How to handle the unsigned types (especially u4) of a Java class file in a Java program?

问题

From the Java Virtual Machine specification:

A class file consists of a stream of 8-bit bytes. All 16-bit, 32-bit, and 64-bit quantities are constructed by reading in two, four, and eight consecutive 8-bit bytes, respectively. Multibyte data items are always stored in big-endian order, where the high bytes come first. In the Java platform, this format is supported by interfaces java.io.DataInput and java.io.DataOutput and classes such as java.io.DataInputStream and java.io.DataOutputStream.

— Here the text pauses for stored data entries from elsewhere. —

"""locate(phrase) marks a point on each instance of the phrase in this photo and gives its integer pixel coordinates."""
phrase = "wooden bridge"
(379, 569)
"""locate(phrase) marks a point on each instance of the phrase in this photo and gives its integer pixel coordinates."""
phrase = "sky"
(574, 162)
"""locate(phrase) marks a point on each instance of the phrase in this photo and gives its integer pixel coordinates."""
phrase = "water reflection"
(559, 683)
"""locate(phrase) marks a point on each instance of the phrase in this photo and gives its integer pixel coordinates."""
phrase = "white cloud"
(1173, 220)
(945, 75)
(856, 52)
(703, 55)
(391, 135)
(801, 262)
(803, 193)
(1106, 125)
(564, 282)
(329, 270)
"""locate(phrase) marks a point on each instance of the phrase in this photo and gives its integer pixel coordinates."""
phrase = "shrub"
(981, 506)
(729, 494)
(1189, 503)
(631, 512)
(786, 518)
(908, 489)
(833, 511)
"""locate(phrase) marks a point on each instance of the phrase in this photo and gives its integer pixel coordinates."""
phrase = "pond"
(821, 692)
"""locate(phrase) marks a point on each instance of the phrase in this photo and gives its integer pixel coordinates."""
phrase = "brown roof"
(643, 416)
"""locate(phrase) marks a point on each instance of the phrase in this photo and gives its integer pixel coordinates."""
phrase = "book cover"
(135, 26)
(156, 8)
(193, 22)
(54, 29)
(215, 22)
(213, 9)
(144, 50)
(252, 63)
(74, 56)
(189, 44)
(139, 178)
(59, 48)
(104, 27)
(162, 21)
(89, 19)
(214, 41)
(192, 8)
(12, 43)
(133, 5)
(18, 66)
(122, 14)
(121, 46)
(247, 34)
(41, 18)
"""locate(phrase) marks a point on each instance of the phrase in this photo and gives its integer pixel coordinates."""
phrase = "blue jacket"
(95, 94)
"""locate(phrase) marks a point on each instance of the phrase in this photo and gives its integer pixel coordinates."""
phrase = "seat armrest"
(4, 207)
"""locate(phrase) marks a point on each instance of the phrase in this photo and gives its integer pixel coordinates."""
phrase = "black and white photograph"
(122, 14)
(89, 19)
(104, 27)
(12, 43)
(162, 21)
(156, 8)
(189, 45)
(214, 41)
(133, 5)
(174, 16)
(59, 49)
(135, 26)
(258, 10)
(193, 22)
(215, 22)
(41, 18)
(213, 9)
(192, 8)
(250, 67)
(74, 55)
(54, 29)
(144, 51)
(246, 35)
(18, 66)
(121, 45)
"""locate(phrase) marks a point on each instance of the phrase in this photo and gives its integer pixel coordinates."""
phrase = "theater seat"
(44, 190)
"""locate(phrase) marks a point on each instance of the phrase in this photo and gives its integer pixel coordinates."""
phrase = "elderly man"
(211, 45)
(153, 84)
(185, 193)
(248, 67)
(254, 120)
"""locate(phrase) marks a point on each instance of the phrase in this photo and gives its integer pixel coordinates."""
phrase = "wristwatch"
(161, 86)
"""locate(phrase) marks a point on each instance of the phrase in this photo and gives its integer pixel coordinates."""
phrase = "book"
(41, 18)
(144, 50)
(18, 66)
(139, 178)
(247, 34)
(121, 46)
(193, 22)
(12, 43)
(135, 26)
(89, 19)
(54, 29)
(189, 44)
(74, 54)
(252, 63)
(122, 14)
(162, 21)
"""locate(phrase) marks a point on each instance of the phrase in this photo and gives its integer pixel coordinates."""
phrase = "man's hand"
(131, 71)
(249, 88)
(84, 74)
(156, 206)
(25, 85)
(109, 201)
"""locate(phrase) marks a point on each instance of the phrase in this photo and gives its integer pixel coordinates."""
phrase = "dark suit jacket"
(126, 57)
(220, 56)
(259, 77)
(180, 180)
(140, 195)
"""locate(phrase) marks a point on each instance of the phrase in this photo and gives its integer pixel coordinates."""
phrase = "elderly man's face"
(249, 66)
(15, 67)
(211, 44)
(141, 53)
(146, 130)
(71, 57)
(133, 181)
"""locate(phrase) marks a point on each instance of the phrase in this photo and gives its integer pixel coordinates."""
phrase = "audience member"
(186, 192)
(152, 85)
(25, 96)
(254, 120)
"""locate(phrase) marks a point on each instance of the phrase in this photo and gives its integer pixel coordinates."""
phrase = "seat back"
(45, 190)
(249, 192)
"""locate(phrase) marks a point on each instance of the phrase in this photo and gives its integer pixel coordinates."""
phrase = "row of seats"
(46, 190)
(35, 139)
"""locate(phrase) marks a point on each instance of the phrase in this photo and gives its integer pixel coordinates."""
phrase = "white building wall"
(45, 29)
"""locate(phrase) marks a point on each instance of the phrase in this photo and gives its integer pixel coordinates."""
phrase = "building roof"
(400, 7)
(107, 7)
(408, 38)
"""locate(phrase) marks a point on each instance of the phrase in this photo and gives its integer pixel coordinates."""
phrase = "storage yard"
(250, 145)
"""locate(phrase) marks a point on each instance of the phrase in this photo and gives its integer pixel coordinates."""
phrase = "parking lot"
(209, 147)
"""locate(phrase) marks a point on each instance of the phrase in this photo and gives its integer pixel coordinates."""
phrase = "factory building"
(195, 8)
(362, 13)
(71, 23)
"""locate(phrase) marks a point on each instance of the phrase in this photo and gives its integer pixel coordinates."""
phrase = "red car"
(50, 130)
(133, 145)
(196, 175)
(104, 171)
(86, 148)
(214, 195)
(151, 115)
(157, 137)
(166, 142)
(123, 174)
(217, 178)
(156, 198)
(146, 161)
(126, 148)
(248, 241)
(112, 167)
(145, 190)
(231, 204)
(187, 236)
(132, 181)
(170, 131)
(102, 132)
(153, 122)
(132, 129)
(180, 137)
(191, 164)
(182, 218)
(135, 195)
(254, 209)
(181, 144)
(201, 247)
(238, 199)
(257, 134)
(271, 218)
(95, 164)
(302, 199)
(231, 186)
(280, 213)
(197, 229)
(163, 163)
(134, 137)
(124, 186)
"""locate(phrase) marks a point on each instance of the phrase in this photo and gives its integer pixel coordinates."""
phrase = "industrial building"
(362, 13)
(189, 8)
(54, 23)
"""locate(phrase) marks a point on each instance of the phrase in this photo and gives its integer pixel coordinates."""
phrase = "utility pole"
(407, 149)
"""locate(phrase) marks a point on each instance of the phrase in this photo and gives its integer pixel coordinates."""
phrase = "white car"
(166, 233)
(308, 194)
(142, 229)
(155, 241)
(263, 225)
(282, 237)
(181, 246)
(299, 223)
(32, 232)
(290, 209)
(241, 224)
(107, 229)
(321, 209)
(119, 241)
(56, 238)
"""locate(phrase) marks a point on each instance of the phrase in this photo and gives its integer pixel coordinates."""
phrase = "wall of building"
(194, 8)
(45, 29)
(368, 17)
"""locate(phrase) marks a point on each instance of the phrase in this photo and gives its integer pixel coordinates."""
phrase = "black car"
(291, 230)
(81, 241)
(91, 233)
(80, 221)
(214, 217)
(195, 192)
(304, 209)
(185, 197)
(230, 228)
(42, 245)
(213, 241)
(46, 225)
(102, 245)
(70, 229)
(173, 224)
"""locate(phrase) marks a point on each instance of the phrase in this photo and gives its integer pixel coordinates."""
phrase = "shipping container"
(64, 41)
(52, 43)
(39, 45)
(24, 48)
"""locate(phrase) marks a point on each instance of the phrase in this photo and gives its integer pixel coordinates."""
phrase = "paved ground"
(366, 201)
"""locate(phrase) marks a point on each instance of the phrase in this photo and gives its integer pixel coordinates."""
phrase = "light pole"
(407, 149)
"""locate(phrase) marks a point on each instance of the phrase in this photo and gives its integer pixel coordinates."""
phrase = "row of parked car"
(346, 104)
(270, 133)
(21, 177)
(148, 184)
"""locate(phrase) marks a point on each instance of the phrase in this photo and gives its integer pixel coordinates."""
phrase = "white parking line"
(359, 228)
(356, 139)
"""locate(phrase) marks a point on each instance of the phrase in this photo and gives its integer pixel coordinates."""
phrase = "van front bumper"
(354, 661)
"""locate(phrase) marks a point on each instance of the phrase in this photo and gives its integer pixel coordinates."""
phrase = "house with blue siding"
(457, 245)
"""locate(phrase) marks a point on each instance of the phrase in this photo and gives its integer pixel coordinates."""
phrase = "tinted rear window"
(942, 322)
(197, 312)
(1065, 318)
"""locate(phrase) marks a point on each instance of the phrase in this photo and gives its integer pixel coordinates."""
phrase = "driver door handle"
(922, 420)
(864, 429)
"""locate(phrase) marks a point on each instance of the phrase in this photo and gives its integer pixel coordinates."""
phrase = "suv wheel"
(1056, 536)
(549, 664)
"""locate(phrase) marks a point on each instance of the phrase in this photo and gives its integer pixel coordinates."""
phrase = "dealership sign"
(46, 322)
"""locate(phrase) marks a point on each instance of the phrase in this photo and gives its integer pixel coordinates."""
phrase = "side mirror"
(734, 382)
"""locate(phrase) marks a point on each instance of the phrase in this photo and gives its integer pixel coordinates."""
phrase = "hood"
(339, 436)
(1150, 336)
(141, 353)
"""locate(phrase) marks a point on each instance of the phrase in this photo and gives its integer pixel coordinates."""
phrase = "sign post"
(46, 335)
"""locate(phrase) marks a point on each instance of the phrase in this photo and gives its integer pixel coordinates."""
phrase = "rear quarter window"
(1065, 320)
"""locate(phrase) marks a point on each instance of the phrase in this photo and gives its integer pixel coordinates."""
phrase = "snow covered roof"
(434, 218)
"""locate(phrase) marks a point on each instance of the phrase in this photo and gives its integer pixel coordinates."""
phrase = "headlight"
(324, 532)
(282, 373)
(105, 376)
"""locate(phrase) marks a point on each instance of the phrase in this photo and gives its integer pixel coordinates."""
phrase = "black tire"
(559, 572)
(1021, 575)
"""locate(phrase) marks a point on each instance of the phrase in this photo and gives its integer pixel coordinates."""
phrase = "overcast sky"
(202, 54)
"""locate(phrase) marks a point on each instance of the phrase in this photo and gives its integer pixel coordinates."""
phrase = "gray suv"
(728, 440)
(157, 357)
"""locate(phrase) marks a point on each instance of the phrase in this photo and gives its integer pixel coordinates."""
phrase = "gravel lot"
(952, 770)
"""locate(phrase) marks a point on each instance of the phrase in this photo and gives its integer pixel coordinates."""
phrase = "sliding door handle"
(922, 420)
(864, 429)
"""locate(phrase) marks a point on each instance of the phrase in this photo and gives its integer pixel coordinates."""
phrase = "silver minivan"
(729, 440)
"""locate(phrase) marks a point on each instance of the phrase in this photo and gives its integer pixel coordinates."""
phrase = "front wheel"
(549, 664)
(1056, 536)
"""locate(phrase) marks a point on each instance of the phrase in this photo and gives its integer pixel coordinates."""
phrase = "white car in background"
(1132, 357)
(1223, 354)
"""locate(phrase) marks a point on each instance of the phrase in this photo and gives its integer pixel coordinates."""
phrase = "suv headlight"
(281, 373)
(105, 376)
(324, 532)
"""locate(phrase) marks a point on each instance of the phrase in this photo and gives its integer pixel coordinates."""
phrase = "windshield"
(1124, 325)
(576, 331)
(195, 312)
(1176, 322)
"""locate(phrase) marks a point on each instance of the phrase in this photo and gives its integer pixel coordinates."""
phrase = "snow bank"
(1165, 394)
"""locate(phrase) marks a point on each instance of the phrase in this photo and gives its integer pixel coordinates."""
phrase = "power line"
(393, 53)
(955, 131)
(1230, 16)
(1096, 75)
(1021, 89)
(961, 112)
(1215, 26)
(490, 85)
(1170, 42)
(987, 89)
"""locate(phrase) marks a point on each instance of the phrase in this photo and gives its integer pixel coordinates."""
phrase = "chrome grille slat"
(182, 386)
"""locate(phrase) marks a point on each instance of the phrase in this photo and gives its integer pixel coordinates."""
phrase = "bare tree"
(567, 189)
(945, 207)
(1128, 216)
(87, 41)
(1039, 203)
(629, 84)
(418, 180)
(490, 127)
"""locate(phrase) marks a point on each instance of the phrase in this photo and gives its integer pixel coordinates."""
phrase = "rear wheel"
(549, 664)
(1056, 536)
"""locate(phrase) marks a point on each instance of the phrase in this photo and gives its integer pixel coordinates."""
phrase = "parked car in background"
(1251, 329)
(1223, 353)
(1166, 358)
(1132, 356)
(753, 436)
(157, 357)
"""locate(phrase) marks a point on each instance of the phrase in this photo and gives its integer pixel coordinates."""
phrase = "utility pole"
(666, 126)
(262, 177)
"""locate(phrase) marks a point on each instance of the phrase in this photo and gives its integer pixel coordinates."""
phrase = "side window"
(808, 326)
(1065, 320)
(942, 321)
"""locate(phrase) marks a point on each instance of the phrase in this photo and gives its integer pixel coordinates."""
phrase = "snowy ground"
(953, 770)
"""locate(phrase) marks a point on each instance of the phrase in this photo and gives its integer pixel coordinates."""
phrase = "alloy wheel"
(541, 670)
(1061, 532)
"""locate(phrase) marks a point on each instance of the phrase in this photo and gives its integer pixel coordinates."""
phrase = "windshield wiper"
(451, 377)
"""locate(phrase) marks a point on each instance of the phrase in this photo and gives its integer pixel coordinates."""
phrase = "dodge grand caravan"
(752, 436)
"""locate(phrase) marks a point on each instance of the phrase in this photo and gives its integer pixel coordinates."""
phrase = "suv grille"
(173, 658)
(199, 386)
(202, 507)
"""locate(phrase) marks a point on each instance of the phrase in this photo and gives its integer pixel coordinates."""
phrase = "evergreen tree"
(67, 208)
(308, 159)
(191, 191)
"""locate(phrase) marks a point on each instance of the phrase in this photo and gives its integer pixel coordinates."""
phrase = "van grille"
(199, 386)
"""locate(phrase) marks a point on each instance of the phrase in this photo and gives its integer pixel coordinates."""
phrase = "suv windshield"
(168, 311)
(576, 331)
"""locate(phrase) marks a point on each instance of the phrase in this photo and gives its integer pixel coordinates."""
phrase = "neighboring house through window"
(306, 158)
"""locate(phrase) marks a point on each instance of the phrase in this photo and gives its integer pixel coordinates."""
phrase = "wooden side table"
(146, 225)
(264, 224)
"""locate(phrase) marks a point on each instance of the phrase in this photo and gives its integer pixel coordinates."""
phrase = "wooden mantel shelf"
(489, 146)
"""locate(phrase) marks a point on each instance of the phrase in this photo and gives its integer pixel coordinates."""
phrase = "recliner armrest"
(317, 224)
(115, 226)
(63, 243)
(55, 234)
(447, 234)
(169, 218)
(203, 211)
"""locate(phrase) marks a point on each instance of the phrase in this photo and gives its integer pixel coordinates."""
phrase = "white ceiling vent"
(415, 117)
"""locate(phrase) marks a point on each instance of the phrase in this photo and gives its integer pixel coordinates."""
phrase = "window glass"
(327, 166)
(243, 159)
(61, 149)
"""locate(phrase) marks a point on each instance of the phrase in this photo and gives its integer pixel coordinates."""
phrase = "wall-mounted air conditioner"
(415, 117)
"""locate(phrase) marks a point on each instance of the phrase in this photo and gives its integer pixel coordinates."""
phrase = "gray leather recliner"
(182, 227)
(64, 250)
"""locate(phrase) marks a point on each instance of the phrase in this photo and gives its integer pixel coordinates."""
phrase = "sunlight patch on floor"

This chapter defines its own set of data types representing class file data: The types u1, u2, and u4 represent an unsigned one-, two-, or four-byte quantity, respectively. In the Java platform, these types may be read by methods such as readUnsignedByte, readUnsignedShort, and readInt of the interface java.io.DataInput.

Aside from the irritating mentioning of "64-bit quantities" (there is no u8, long and double are splitted in two u4 items), I don't understand how to handle the u4 type.

For u1 and u2 it's clear:

u1: read with readUnsignedByte, store in an int
u2: read with readUnsignedShort, store in an int

The specification advises this:

u4: read with readInt, store in an int (?)

What happens to values greater than Integer.MAX_VALUE? Does this advice silently imply that all values of type u4 are less than or equal to Integer.MAX_VALUE?

I came up with this idea:

u4: read with readUnsignedInt, store in a long

Unfortunalety, there is no such method. But that's not the problem, since you can easily write your own:

public long readUnsignedInt() throws IOException {
    return readInt() & 0xFFFFFFFFL;
}

So, here are two questionable spots:

The Code attribute:

Code_attribute {
...
u4 code_length;
u1 code[code_length];
...
}

Why is code_length not of type u2? Later it says:

The value of the code_length item must be less than 65536.
The SourceDebugExtension attribute:

SourceDebugExtension_attribute {
...
u4 attribute_length;
u1 debug_extension[attribute_length];
}
...
Note that the debug_extension array may denote a string longer than that which can be represented with an instance of class String.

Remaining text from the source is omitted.